3.11で大津波に呑み込まれた東北の太平洋岸地域では、被災後に巨大な防潮堤を築く工事を始めました。

しかし、これは危険回避の方法としては馬鹿げています。地元民からも「海面の変化が見えなくなることでかえって危険だ」「そこにつぎ込む金と資材と人力で、まずは被災者のための住宅を造れ」と反対の声が上がりました。

津波を巨大防潮堤で防ごうなどという発想は根本的に間違っています。

私が思う最も合理的な対策は、海沿いの家や施設に、カプセル型の1人用救命ボートを配備することです。普段は小さくたたんでおけて、緊急時にはエアですぐに膨らんでカプセル状になり、中に入れば津波に呑み込まれても数日は沈まずに生きながらえるような装置。その程度のものを作ることは難しくないと思いますが、実現していません。
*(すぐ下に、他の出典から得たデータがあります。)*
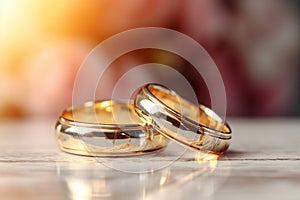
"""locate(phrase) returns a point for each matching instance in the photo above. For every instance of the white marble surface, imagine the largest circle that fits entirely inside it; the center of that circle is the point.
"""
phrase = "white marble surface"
(263, 162)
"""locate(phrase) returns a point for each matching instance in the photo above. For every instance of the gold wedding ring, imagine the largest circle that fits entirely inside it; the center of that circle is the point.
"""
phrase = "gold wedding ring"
(106, 128)
(197, 127)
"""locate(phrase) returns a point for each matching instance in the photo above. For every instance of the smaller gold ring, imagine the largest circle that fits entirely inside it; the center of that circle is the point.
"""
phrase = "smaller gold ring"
(106, 128)
(197, 127)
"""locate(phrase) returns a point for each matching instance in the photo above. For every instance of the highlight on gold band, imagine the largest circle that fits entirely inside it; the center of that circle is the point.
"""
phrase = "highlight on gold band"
(106, 128)
(195, 126)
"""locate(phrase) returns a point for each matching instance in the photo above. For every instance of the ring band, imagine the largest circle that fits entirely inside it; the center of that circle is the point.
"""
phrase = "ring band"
(106, 128)
(197, 127)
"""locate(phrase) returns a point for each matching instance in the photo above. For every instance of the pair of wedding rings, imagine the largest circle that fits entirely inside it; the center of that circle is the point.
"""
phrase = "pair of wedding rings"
(147, 124)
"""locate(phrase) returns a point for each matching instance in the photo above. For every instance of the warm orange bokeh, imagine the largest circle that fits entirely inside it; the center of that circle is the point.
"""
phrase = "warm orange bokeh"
(42, 44)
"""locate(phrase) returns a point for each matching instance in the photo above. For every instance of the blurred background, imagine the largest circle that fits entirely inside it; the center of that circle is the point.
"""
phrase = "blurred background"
(254, 43)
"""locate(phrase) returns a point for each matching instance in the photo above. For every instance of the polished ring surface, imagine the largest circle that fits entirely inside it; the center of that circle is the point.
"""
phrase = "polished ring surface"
(106, 128)
(197, 127)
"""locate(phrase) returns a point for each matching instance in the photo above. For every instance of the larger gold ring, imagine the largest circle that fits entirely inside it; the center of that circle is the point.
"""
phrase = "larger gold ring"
(106, 128)
(197, 127)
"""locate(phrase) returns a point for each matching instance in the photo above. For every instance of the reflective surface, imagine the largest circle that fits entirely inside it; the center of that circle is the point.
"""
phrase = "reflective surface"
(196, 127)
(263, 163)
(106, 128)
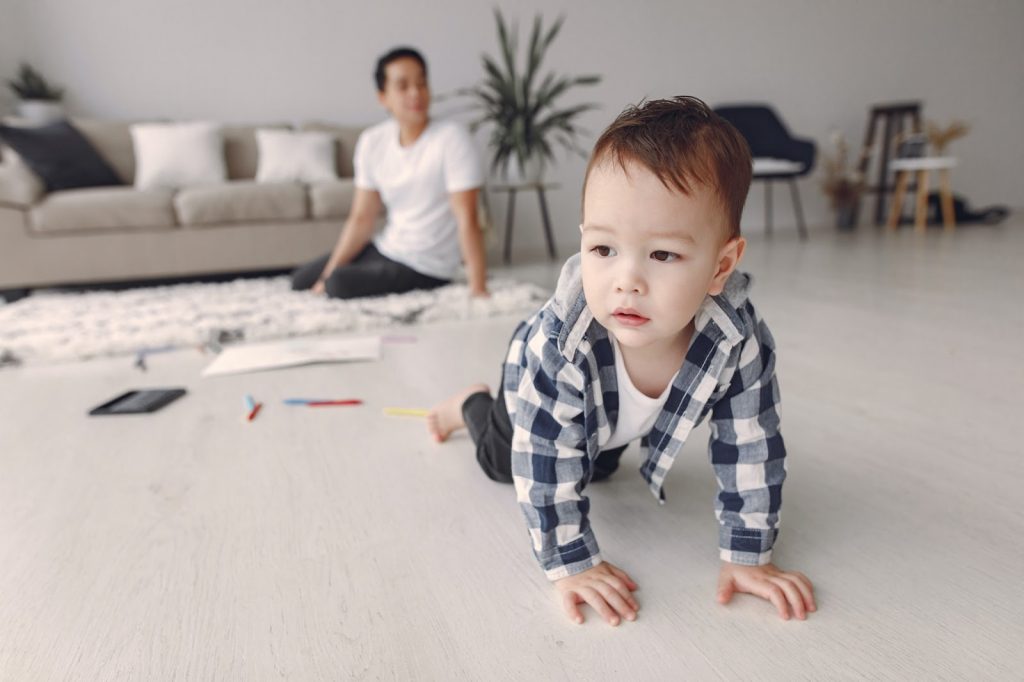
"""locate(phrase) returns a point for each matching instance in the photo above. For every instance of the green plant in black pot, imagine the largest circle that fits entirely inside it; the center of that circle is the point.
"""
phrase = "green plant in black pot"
(521, 108)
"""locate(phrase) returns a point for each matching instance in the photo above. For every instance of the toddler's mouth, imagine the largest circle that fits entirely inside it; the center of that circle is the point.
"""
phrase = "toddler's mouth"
(629, 317)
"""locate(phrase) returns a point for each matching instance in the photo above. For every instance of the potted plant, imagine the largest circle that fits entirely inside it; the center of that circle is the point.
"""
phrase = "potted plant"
(521, 108)
(843, 185)
(39, 101)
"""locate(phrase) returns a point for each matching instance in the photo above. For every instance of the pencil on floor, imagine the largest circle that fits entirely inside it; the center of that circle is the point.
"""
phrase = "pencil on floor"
(406, 412)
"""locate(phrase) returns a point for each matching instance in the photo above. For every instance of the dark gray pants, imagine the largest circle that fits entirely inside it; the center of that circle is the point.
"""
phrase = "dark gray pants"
(491, 428)
(370, 273)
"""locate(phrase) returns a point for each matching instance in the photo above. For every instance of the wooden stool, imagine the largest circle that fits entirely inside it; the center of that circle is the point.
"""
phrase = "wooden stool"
(903, 168)
(540, 188)
(893, 117)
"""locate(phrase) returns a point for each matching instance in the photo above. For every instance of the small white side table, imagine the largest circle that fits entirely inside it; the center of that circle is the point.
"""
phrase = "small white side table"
(923, 166)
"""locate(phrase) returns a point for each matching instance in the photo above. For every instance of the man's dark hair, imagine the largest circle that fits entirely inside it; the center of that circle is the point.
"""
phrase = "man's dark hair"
(393, 55)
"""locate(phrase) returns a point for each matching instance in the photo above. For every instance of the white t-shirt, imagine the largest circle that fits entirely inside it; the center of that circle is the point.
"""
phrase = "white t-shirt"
(414, 183)
(637, 413)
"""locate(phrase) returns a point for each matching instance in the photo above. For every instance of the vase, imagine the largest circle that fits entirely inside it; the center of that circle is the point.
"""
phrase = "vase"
(40, 112)
(846, 217)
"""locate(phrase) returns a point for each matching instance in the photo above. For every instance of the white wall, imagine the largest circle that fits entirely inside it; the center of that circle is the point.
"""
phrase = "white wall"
(10, 49)
(820, 62)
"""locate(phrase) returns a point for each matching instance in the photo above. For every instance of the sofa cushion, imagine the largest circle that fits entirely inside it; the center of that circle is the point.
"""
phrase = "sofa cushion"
(18, 185)
(295, 156)
(241, 153)
(178, 155)
(241, 201)
(345, 137)
(113, 141)
(103, 208)
(332, 199)
(60, 156)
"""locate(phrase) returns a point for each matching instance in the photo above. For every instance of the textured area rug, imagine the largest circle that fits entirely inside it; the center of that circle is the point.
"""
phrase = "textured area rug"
(56, 327)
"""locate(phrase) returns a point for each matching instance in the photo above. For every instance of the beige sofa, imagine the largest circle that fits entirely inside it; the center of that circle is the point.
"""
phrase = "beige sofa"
(115, 233)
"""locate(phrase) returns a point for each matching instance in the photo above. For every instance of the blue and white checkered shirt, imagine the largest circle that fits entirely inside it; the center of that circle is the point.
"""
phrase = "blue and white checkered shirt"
(559, 383)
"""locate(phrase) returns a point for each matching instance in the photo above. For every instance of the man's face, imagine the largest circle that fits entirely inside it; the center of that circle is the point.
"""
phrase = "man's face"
(406, 93)
(649, 254)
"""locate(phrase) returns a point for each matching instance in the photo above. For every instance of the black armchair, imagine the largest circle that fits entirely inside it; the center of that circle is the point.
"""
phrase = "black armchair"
(777, 155)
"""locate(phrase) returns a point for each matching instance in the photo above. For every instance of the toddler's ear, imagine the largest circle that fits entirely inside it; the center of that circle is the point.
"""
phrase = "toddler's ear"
(728, 258)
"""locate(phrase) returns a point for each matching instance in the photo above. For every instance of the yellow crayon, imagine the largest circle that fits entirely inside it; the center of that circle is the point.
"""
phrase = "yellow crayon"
(406, 412)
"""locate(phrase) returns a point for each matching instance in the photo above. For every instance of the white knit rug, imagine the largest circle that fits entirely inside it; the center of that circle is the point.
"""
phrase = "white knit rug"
(55, 327)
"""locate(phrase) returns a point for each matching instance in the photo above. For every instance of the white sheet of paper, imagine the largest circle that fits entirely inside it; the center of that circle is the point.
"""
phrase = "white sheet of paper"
(292, 352)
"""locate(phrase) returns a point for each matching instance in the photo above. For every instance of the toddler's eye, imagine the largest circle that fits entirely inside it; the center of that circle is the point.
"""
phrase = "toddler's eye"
(665, 256)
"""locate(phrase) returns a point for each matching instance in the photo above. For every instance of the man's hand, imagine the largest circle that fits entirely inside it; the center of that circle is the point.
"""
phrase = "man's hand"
(786, 590)
(605, 588)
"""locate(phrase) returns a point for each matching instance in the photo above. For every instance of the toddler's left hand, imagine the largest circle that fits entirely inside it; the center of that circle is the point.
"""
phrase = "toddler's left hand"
(785, 589)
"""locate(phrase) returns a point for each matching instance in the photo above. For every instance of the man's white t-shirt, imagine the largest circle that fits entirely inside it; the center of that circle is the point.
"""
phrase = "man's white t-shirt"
(414, 183)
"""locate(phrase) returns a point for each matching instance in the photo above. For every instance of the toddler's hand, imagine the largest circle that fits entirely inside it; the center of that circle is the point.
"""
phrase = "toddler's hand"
(606, 588)
(782, 588)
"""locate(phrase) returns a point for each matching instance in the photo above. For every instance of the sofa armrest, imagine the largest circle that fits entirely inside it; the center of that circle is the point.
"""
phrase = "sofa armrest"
(18, 185)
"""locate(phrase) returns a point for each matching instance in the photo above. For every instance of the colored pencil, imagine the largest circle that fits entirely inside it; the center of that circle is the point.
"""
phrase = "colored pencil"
(406, 412)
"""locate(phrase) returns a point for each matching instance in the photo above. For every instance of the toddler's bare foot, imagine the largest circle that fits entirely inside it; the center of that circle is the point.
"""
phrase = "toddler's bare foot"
(445, 417)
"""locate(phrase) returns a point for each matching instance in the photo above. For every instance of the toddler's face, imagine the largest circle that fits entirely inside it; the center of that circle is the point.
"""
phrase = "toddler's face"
(649, 254)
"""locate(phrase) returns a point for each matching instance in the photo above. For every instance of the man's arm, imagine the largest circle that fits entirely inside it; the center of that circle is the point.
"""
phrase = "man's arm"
(356, 232)
(749, 456)
(464, 205)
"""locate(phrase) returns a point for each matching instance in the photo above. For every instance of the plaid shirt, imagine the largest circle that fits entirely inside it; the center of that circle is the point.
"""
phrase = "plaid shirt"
(559, 383)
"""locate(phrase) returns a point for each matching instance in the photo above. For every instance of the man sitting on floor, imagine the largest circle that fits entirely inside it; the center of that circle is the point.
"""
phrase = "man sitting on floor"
(428, 175)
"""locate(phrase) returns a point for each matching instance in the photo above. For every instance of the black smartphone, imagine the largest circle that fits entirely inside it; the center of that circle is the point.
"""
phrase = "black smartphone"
(138, 401)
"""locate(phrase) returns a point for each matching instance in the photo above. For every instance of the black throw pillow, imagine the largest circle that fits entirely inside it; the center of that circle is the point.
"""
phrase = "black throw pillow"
(59, 155)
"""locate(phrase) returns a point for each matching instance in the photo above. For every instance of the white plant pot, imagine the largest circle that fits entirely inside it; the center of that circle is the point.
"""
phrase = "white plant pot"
(40, 112)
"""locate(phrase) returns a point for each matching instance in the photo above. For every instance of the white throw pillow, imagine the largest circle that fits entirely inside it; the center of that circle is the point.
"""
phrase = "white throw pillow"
(292, 156)
(178, 155)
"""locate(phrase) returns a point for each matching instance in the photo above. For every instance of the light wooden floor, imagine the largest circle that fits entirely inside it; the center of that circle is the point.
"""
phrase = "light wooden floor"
(340, 544)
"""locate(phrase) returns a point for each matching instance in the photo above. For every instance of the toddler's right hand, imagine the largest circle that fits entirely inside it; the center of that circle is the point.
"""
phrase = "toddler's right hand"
(606, 588)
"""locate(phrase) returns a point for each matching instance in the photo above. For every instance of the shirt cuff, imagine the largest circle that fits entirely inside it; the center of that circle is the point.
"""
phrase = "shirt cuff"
(573, 557)
(750, 547)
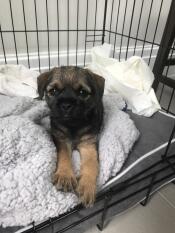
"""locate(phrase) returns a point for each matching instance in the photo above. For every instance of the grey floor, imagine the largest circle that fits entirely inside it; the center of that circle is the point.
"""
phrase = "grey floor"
(157, 217)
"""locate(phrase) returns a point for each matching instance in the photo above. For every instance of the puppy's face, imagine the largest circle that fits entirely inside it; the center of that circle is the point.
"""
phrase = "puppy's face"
(72, 93)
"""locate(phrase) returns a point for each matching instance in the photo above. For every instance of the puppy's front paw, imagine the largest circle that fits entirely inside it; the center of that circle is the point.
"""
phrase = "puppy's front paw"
(65, 179)
(87, 190)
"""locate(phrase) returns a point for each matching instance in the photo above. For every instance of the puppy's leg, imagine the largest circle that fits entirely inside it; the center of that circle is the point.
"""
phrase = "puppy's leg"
(88, 173)
(64, 176)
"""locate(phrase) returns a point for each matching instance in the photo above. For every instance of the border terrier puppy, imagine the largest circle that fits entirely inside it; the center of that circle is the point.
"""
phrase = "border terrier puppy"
(74, 96)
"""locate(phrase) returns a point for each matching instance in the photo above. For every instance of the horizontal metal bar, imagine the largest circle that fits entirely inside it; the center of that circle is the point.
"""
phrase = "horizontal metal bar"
(95, 35)
(109, 206)
(50, 30)
(119, 187)
(134, 38)
(88, 41)
(170, 62)
(172, 113)
(167, 81)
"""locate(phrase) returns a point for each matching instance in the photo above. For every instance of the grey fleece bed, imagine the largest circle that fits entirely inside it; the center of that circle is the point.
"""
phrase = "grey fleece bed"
(148, 149)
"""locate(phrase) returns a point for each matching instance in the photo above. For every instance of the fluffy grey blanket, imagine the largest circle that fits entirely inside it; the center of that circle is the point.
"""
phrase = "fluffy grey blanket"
(28, 158)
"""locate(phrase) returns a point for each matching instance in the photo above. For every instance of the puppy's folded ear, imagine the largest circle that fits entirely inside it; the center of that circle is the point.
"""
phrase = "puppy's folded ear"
(99, 82)
(42, 81)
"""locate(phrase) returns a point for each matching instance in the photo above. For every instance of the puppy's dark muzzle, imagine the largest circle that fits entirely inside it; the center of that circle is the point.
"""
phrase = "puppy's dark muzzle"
(66, 107)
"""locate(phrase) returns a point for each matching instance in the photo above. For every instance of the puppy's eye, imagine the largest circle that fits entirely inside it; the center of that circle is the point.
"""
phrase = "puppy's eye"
(83, 93)
(52, 91)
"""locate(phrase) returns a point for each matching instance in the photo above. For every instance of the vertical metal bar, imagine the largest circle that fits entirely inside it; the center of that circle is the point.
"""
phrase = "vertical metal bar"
(147, 28)
(132, 15)
(86, 32)
(143, 203)
(48, 42)
(166, 74)
(52, 225)
(14, 36)
(104, 21)
(77, 30)
(165, 46)
(95, 21)
(58, 28)
(123, 28)
(169, 143)
(158, 18)
(67, 32)
(26, 33)
(171, 98)
(111, 21)
(116, 28)
(36, 21)
(3, 47)
(138, 27)
(103, 217)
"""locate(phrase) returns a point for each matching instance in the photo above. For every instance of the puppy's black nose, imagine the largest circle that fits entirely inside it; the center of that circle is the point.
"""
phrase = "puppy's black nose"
(66, 106)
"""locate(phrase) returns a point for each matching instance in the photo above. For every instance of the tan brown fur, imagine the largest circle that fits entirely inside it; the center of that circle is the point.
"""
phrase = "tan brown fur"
(80, 131)
(64, 176)
(88, 173)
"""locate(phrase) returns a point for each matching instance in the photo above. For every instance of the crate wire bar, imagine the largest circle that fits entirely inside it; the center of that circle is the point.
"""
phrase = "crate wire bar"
(62, 32)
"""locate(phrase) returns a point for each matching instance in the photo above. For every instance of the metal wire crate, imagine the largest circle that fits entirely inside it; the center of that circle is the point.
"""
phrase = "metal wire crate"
(42, 34)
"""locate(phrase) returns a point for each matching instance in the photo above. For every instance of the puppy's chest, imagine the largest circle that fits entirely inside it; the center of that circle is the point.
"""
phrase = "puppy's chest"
(73, 136)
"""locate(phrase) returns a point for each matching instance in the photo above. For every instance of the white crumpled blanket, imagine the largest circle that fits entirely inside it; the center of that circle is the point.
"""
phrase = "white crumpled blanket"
(17, 80)
(28, 158)
(132, 78)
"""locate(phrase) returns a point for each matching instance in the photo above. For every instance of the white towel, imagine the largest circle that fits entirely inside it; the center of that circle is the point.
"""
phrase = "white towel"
(17, 80)
(131, 78)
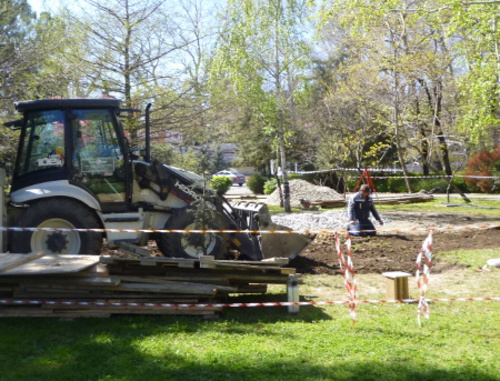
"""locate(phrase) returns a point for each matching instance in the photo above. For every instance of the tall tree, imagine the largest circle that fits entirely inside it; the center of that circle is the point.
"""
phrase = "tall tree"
(261, 56)
(128, 42)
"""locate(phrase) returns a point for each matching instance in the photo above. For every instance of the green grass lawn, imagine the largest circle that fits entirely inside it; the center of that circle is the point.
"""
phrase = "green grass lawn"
(460, 341)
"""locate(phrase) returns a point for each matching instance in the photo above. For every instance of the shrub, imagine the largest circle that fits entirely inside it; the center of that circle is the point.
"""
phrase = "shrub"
(256, 183)
(221, 184)
(270, 186)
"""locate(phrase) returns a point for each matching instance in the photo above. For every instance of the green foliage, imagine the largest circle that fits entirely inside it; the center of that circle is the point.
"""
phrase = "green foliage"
(163, 152)
(486, 163)
(256, 183)
(395, 184)
(271, 185)
(221, 184)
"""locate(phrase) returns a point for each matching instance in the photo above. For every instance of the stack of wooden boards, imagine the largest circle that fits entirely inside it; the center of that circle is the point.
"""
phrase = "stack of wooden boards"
(91, 286)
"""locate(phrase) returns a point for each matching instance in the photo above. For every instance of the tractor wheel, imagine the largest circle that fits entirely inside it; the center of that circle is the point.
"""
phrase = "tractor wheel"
(190, 245)
(57, 213)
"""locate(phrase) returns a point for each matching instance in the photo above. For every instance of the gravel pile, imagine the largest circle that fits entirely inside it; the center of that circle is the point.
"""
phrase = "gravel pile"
(332, 219)
(303, 189)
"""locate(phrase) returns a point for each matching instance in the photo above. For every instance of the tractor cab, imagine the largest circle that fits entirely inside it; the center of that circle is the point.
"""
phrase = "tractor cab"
(75, 140)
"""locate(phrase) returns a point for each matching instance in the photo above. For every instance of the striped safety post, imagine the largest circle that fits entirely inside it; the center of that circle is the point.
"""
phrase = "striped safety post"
(347, 269)
(425, 254)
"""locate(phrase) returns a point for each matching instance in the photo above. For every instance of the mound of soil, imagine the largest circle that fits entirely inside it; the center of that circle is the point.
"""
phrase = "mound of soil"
(385, 252)
(301, 189)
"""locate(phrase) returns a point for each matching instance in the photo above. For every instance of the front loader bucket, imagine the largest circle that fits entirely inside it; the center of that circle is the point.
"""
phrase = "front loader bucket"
(272, 244)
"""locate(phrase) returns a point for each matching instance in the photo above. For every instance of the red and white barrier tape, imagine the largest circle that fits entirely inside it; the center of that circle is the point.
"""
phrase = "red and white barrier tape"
(13, 302)
(390, 171)
(423, 283)
(211, 231)
(347, 269)
(432, 177)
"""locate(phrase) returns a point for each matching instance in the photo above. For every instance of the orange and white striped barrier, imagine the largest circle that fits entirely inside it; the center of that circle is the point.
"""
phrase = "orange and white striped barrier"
(423, 282)
(14, 302)
(212, 231)
(347, 269)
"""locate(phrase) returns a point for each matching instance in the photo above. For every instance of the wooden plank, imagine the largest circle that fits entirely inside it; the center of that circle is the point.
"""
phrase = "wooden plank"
(55, 264)
(156, 280)
(11, 261)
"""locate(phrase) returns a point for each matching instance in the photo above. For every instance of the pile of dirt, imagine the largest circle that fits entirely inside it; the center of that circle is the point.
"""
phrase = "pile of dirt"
(301, 189)
(390, 252)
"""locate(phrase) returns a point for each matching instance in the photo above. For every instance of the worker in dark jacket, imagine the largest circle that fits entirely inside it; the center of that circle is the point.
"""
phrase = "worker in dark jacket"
(358, 210)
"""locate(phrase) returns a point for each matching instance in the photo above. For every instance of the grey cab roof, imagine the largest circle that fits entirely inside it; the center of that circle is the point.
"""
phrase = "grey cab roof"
(48, 104)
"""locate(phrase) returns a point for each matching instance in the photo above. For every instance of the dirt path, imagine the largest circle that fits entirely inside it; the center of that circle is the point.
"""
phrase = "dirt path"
(392, 251)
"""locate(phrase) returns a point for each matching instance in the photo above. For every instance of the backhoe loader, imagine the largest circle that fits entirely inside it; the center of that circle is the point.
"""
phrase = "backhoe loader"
(75, 172)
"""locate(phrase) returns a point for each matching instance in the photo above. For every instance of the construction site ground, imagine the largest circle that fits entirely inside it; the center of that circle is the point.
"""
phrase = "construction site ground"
(391, 251)
(399, 241)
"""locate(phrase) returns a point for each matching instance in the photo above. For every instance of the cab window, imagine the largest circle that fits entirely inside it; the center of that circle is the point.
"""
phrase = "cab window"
(42, 143)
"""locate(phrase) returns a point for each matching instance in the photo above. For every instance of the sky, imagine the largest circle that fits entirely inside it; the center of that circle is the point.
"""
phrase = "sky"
(45, 5)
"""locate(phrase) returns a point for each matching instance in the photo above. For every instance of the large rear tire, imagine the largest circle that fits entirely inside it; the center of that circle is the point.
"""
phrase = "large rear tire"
(57, 213)
(190, 245)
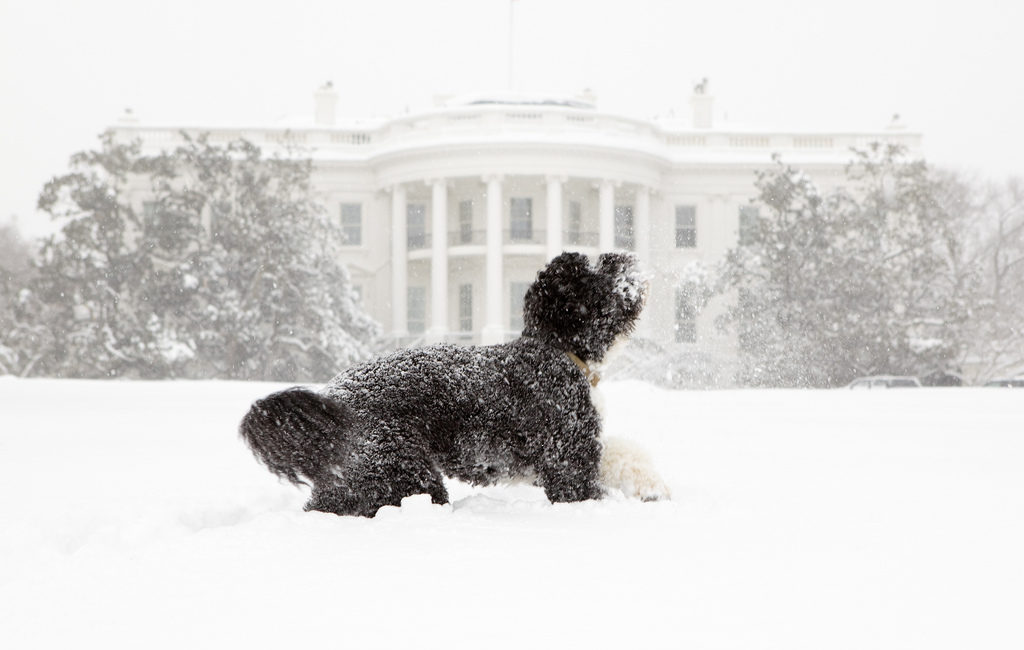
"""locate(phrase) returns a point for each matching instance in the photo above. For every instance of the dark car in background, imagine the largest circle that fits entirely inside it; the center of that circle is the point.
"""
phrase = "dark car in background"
(1007, 383)
(885, 381)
津波に呑み込まれず、とりあえず危険から脱出するための最も効率的な道具という発想を、都市を襲う直下型地震災害にあてはめてみます。

東京で全インフラが止まったら何が起きるか

例えば首都直下型地震が起きて東京が一瞬にして機能不全に陥ったとしましょう。

建物が崩落したり大火災が起きたりしなくても、電気やガスが止まり、寸断された道にクルマが溢れ、鉄道も動かなくなるという状況だけでも、都会は即座にリアルサバイバルの場と化します。

短期でのインフラ復旧が見込めないとなれば、家にいても命の危険があります。水が出なければシャワーが浴びられないどころか、トイレに入っても糞尿を流せません。電気が来なければマンションのエレベーターは動きません。店からはすぐにものが消え、食べ物も手に入らなくなります。冷暖房が使えないので、真冬なら低体温症に、真夏なら熱中症になってしまうかもしれません。

治安も悪化します。いくら従順で秩序を守る日本人とはいえ、犯罪や暴動の危険が増えます。

1日、2日はなんとか持ちこたえても、それ以上家にとどまるのは座して死を待つようなものでしょう。